I will show that Western tonality, and its comparative functions, can be traced back to vertical factors, and the way we hear harmonics.

Thus, the "narrative" aspects of Western tonal progressions do not establish tonality; these 'narrative' excursions are based on the original vertical model of harmonics, only assisted by narrative procedures.

Western tonality is about establishing a key area, and this means we have to "move away" from the tonic chord (C) in order to "return" to it, and establish the tonality, unless we want to drone on in one chord. Western tonality likes to move around, unlike Indian raga music. So how is this "movement" away from, and back to, the key tonic station accomplished?

The main way that Western tonality establishes key areas is by root movement.

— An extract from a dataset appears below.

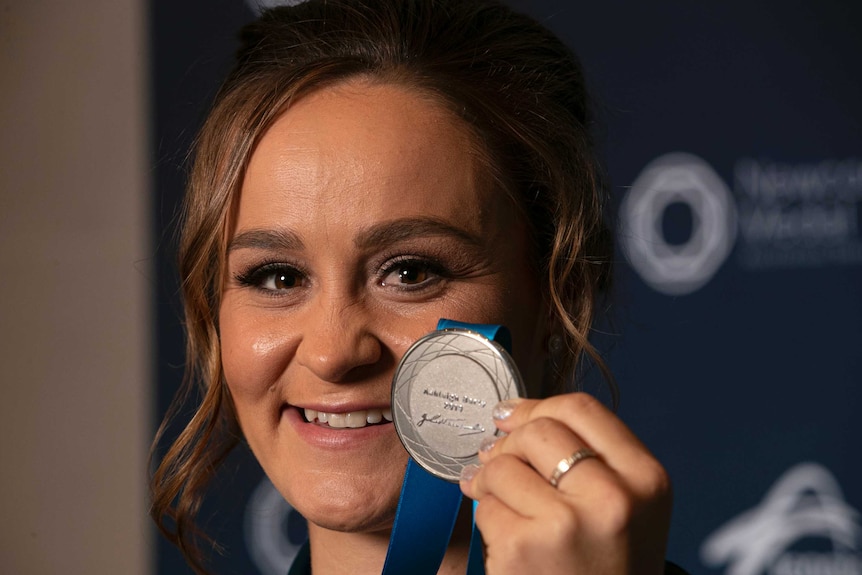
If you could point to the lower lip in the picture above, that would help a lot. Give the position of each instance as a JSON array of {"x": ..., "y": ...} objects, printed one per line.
[{"x": 334, "y": 437}]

These roots are the scale steps, and the functions assigned to them within that scale. 
But why do we hear (in the key of C Major) a G chord as being the "dominant" (V) function, as "subordinate" to I (C)? What is this perception based on, and why does it convince our ear that "G" needs to resolve, and that "C" is our home key?

Woodduck might say that this perception is based on various factors, which it is, such as repetition, phrasing, etc., but I'm saying that the main way tonality is "played with" is by root movement.

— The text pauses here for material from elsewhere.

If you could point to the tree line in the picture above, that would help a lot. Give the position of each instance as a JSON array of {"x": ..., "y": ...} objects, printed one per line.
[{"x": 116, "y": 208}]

This "root movement" is really a harmonic interval. The progression from C major to G major is the interval of a fifth, just spread out over time. So all root movement can be traced back to our harmonic intervals, which is the source of all pitched sound.

What evidence do we have of this? Simply our ears, and the way we hear harmonics.

Let's say that the root movement from C to G is a fifth up. Harmonically, we hear a fifth with the "root" on the bottom note, so C-G is heard as being rooted on "C." Since Western tonality is largely based on root movements of a fifth, and the 'circle of fifths' is further evidence of this, then this explains much of tonal root movement.

Conversely, we hear a fourth (the inversion of a fifth) as having its "root" on the top note; so G up to C establishes the root as C.

This is all based on vertical factors; the way we hear the natural harmonic series. Root movement in Western tonality simply "spreads this out" over spans of time.

This can also show how the diatonic C major scale, the chosen scale for most of our music, is also inherently unstable as far as being "totally tonal." It's built for movement, for unrest.

The interval C-F is a fourth; if we hear this as "root on top," then F Major is established, subordinating C, supposedly the "home" key. All this is due to the fact of the tritone F-B in the C major scale. 
In this light, we can see the truth of George Russell's assertion that the Lydian scale is "more tonal" if one wants to establish the scale root as the key. The F lydian scale cycles through all 7 in fifths before it circles back around to F, its key note: F-C-G-D-A-E-B (F).

This is also why piano tuners start on F and tune by fifths. If we try to "stack fifths" starting on C, we get C-G-D-A-E-B-(F#?). It doesn't work for a C major scale, as it has an "F." 
As the Pebber Brown video on Youtube shows, when he sustains all the notes C-G-D-A-E-B, the consonance of perfect fifths falls apart when the clunker "F" is added on top.

The C major scale is structured so that there is a "leading tone" E-F (establishing F), as well as B-C (establishing C).
The C lydian scale has a leading tone F#-G (establishing the more closely related V step of G) and B-C (establishing the scale key).

I'm not criticizing the C major scale; it's perfectly suited for what it is used for: to travel to other key areas.


----------